Batuk darah: apa itu, penyebab, pengobatan
Isi
- informasi Umum
- Penyebab batuk darah
- Faktor risiko
- Diagnostik
- Perlakuan
informasi Umum
Hemoptisis dari saluran pernapasan disebut hemoptisis. Jumlah darah yang disekresikan dapat berkisar dari beberapa garis darah bercampur dengan dahak normal hingga sejumlah besar darah murni. Gejala lain, seperti demam dan sesak napas, dapat muncul tergantung pada penyebab hemoptisis.
Penyebab batuk darah
Meskipun batuk darah bisa menakutkan, sebagian besar penyebabnya tidak serius. Dahak berlumuran darah sering terjadi pada banyak kondisi pernapasan ringan, seperti infeksi saluran pernapasan atas dan bronkitis virus. Terkadang penyebabnya adalah darah dari hidung, yang mengalir ke tenggorokan dan kemudian dibatukkan. Pendarahan ini tidak dianggap hemoptisis.
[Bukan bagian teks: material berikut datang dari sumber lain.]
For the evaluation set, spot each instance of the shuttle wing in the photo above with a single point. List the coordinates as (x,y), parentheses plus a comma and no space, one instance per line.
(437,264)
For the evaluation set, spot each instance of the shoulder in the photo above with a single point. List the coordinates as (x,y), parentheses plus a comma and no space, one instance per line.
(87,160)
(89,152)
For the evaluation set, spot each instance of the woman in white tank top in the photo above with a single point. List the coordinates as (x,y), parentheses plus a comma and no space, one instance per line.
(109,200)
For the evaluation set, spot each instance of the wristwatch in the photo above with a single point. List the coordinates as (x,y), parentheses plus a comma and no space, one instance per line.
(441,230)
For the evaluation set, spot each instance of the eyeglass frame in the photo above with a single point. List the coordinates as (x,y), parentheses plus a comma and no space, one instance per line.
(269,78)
- Penyebab umum batuk darah.
Penyebab paling umum adalah infeksi. Pada orang dewasa, 70 hingga 90% kasus disebabkan oleh:
- bronkitis;
- bronkiektasis - ekspansi ireversibel patologis dari bagian saluran pernapasan atau saluran udara (yang disebut bronkus);
- radang paru-paru.
Pada anak-anak, penyebab umum meliputi:
- infeksi saluran pernapasan bawah;
- benda asing yang terhirup.
- Penyebab batuk darah yang kurang umum.
Kanker paru-paruyang dimulai di paru-paru merupakan penyebab penting pada perokok di atas 40 tahun. Namun, kanker yang telah menyebar ke paru-paru dari bagian tubuh lain jarang menyebabkan hemoptisis. Infeksi jamur yang disebabkan oleh mikroorganisme Aspergillus (disebut "aspergillosis") Semakin diidentifikasi sebagai penyebab, tetapi tidak sesering kanker. Kemungkinan penyebabnya adalah tuberkulosis paru-paru.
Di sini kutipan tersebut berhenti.